🤖 AI Summary
Existing benchmarks overlook physical reasoning—the integration of domain knowledge, symbolic reasoning, and real-world physical constraints. Method: We introduce PhyX, the first large-scale visual benchmark for physical reasoning, covering six core physics domains, 25 subfields, and over 3,000 multimodal questions. It formally defines and quantifies physical reasoning capability and establishes a fine-grained, multi-paradigm evaluation framework. Our methodology integrates cross-domain physical knowledge modeling, case-driven attribution analysis, and a VLMEvalKit-compatible evaluation protocol. Contribution/Results: PhyX reveals fundamental limitations in state-of-the-art multimodal LLMs (e.g., GPT-4o), including rote memorization, formula dependency, and superficial visual matching—yielding accuracies of only 32.5%–45.8%, over 29 percentage points below human experts.

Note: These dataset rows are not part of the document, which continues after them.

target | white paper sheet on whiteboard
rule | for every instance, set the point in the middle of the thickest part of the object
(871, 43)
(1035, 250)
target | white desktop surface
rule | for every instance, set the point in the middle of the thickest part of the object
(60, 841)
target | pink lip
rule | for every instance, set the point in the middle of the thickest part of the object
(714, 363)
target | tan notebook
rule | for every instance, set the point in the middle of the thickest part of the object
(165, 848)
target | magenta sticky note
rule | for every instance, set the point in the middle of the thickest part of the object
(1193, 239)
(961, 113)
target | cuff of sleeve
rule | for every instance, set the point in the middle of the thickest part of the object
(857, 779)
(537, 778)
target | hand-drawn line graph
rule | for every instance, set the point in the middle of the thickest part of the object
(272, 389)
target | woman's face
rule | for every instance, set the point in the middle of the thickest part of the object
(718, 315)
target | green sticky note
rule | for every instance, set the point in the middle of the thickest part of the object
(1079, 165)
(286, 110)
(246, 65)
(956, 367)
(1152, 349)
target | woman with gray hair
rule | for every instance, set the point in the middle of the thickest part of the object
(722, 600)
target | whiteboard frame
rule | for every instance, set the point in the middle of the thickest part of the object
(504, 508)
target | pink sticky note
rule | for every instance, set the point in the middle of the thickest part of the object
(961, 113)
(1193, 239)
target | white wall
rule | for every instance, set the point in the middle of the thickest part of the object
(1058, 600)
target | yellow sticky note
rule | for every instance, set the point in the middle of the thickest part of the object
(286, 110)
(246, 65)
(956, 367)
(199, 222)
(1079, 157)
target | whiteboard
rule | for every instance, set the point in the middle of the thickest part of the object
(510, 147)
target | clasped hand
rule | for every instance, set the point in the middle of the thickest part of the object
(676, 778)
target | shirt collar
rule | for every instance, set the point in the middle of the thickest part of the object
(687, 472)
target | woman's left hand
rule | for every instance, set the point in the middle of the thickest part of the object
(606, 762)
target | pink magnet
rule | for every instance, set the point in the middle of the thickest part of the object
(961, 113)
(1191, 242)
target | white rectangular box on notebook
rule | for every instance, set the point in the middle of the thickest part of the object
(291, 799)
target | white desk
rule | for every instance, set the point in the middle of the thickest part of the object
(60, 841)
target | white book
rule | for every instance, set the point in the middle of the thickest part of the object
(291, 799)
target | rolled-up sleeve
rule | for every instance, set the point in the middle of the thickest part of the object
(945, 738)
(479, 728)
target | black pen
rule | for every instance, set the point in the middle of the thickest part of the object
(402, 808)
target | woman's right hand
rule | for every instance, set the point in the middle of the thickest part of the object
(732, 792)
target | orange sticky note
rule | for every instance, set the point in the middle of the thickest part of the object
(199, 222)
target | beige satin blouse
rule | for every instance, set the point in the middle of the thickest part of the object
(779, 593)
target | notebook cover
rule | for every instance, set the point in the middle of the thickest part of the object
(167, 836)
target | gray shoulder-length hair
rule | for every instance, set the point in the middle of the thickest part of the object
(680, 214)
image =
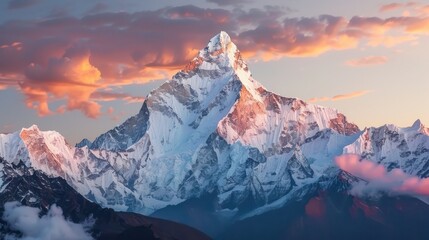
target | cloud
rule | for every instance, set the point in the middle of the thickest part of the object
(105, 49)
(229, 2)
(397, 6)
(366, 61)
(378, 179)
(17, 4)
(111, 96)
(71, 77)
(53, 225)
(339, 97)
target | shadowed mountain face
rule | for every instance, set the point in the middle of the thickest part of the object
(33, 188)
(213, 149)
(334, 214)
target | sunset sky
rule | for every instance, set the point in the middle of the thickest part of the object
(82, 67)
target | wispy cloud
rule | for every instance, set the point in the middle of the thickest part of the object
(105, 49)
(378, 179)
(367, 61)
(53, 225)
(112, 96)
(339, 96)
(16, 4)
(229, 2)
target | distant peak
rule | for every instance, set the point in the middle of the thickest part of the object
(417, 124)
(220, 41)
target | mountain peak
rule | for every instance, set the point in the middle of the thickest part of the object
(220, 41)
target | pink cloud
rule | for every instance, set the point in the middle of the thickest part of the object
(339, 97)
(378, 179)
(366, 61)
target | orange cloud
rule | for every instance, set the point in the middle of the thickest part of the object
(397, 6)
(365, 61)
(134, 48)
(110, 96)
(339, 97)
(72, 78)
(379, 179)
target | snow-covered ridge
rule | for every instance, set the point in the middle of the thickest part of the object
(394, 147)
(211, 129)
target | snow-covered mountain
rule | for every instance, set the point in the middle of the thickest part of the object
(395, 147)
(215, 130)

The benchmark and an open-source, one-click evaluation toolkit are publicly released to advance standardized research in physics-aware AI.
📝 Abstract
Existing benchmarks fail to capture a crucial aspect of intelligence: physical reasoning, the integrated ability to combine domain knowledge, symbolic reasoning, and understanding of real-world constraints. To address this gap, we introduce PhyX: the first large-scale benchmark designed to assess models capacity for physics-grounded reasoning in visual scenarios. PhyX includes 3K meticulously curated multimodal questions spanning 6 reasoning types across 25 sub-domains and 6 core physics domains: thermodynamics, electromagnetism, mechanics, modern physics, optics, and wave&acoustics. In our comprehensive evaluation, even state-of-the-art models struggle significantly with physical reasoning. GPT-4o, Claude3.7-Sonnet, and GPT-o4-mini achieve only 32.5%, 42.2%, and 45.8% accuracy respectively-performance gaps exceeding 29% compared to human experts. Our analysis exposes critical limitations in current models: over-reliance on memorized disciplinary knowledge, excessive dependence on mathematical formulations, and surface-level visual pattern matching rather than genuine physical understanding. We provide in-depth analysis through fine-grained statistics, detailed case studies, and multiple evaluation paradigms to thoroughly examine physical reasoning capabilities. To ensure reproducibility, we implement a compatible evaluation protocol based on widely-used toolkits such as VLMEvalKit, enabling one-click evaluation.